In general, the solution to conflict misses is a cache of higher associativity. However, associative caches require more logic (ie. run slower) than direct mapped caches; direct mapped caches are faster but less efficient. One solution is to use a more associative cache, giving each line higher associativity, but this is expensive in cache logic. In actual workloads, it was discovered that high associativity is only really needed for very few cache lines. The victim cache's effect is to extend the associativity of cache lines which need them. The associativity of that particular direct mapped cache line increases by the number of entries in the victim cache. Traditional victim caches are usually between 4 and 16 entries and run a little slower than the parent cache due to the fully associative feature of a victim cache.
Architectures implementing victim cache for x86 include the Transmeta Efficeon, AMD K7, AMD K8, AMD K10, and the Intel Core i7 series. The AMD and Intel implementations will be examined in the next section.
AMD has traditionally implemented an exclusive cache hierarchy, a form of cache that avoids duplication of data by ensuring that data is only available at one cache level. When a line of cache is evicted from a lower level cache, it is added to a higher level cache. Therefore, a victim cache is a natural development from implementation of an exclusive cache as a buffer between levels of cache.
Traditional Victim Caches are implemented in AMD's older architectures, such as the K7 and K8. In K7, the cache was located on a very slow external bus, and the victim cache acted as a buffer between evicted lines from L1 cache and slow L2 cache. In K8 and later iterations of K7, the L2 cache was fast because it was integrated on-chip, but transferring data between the L1 and L2 cache was still an expensive (powerwise) operation that the victim cache helped mitigate. In addition, the hardware is already there from the K7 core. The victim caches on these CPUs was very small: 8 entries (512 bytes at 64 bytes per line).
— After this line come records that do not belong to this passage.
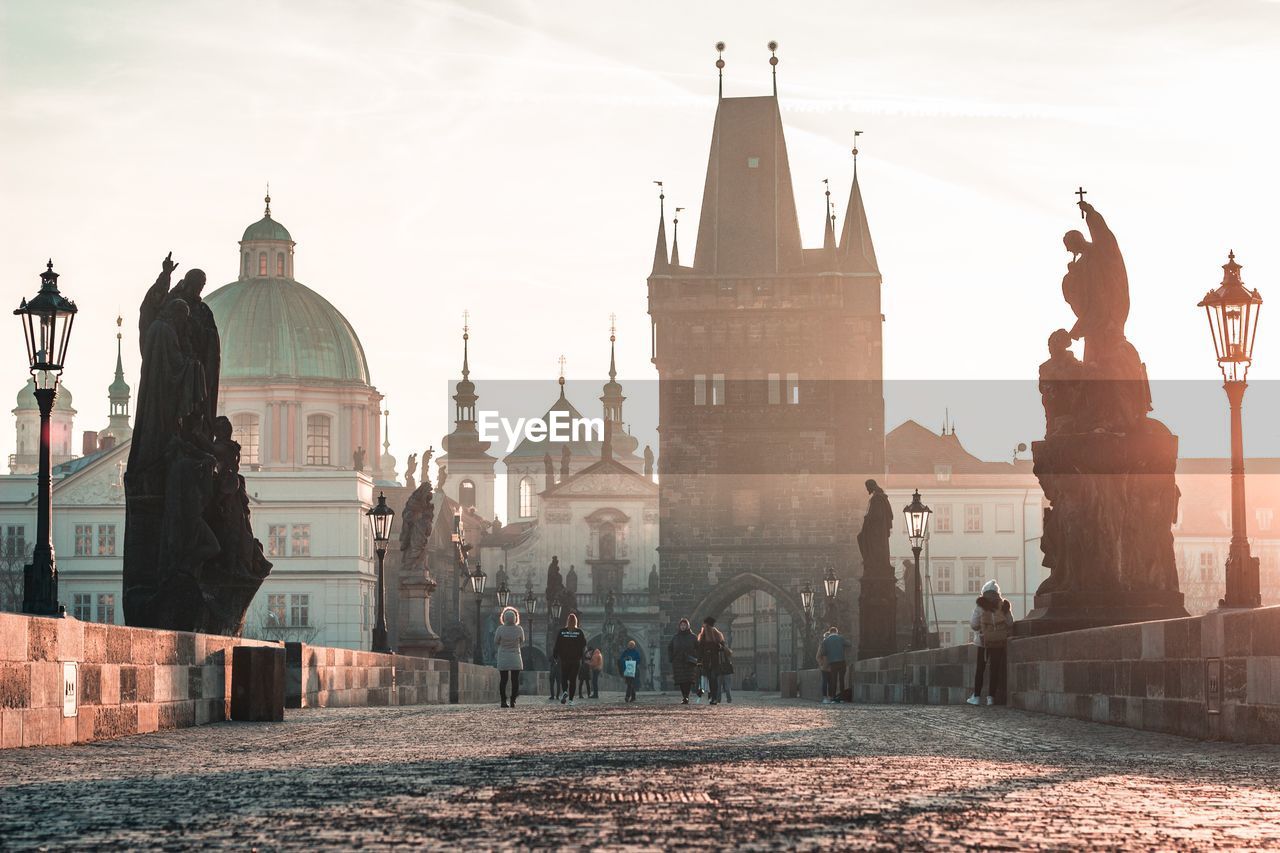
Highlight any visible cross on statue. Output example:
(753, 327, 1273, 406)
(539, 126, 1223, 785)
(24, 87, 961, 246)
(1075, 186, 1088, 218)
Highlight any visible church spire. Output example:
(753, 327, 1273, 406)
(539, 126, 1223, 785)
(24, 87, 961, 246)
(453, 311, 477, 425)
(105, 314, 132, 443)
(715, 41, 725, 99)
(839, 135, 879, 275)
(822, 179, 835, 252)
(600, 316, 636, 460)
(768, 40, 778, 97)
(557, 354, 567, 401)
(650, 182, 669, 274)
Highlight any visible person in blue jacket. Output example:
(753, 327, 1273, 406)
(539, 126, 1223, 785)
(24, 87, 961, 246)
(619, 640, 643, 703)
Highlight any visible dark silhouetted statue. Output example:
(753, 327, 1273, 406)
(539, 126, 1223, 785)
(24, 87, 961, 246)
(404, 452, 418, 490)
(1023, 198, 1185, 634)
(398, 476, 441, 656)
(857, 479, 897, 659)
(124, 254, 271, 635)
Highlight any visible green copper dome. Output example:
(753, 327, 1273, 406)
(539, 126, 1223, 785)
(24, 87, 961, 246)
(14, 377, 74, 411)
(204, 277, 371, 385)
(241, 215, 293, 243)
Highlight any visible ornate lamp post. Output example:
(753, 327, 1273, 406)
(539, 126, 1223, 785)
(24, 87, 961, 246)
(648, 641, 657, 691)
(496, 579, 511, 609)
(820, 565, 839, 628)
(469, 562, 487, 664)
(800, 581, 815, 661)
(365, 492, 395, 653)
(523, 584, 538, 665)
(903, 489, 933, 649)
(1199, 251, 1264, 608)
(15, 260, 76, 617)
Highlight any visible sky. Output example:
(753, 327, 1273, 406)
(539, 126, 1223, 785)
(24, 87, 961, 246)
(3, 0, 1280, 470)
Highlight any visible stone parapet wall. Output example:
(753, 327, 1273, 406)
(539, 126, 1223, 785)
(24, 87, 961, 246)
(1, 612, 278, 749)
(285, 643, 450, 708)
(852, 645, 976, 705)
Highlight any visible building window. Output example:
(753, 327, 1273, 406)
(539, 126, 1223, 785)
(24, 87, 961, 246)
(965, 561, 985, 594)
(1198, 550, 1217, 583)
(933, 560, 953, 594)
(96, 524, 117, 556)
(266, 593, 287, 627)
(785, 373, 800, 405)
(938, 627, 954, 647)
(258, 252, 267, 276)
(768, 373, 781, 405)
(747, 156, 760, 168)
(934, 505, 953, 534)
(276, 253, 285, 276)
(995, 560, 1018, 595)
(1258, 508, 1274, 531)
(232, 413, 261, 466)
(459, 479, 476, 509)
(96, 593, 116, 624)
(306, 415, 331, 465)
(2, 524, 26, 557)
(598, 522, 617, 560)
(935, 464, 952, 483)
(290, 593, 310, 627)
(291, 524, 311, 557)
(72, 593, 92, 621)
(242, 252, 249, 277)
(74, 524, 93, 556)
(964, 504, 983, 533)
(712, 374, 726, 406)
(995, 504, 1015, 533)
(267, 525, 287, 557)
(693, 374, 707, 406)
(519, 477, 535, 518)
With the increasing focus on multiprocessing, AMD used the "victim cache" idea and evolved it into a large "victim cache" capable of serving more than two CPUs. In AMD's K10 architecture, a three-level cache hierarchy was used, with the new victim cache at the third level. A smaller, faster, and more associative L1 and L2 cache was dedicated to each CPU, coupled to a large, slow L3 victim cache, which was no longer fully associative. This victim cache was shared between all of the CPUs on the package and was 2-6 MB, an order of magnitude larger than earlier victim caches. The higher associativities of lower level caches reduces the effectiveness of the traditional victim cache. Thus, the evolution of the victim cache to fulfill the demands of multiprocessing is natural.
Intel's Core i7 uses the L3 "victim cache" with non-shared L2 caches to improve cache performance for multiple CPUs. Intel's cache hierarchy is inclusive, so no prior Intel CPU has implemented this feature as there is no good reason to use a victim cache for a inclusive cache on a uniprocessor system (the cache line is just re-fetched from the lower level cache). It marks the first time that an Intel chip has implemented a victim cache.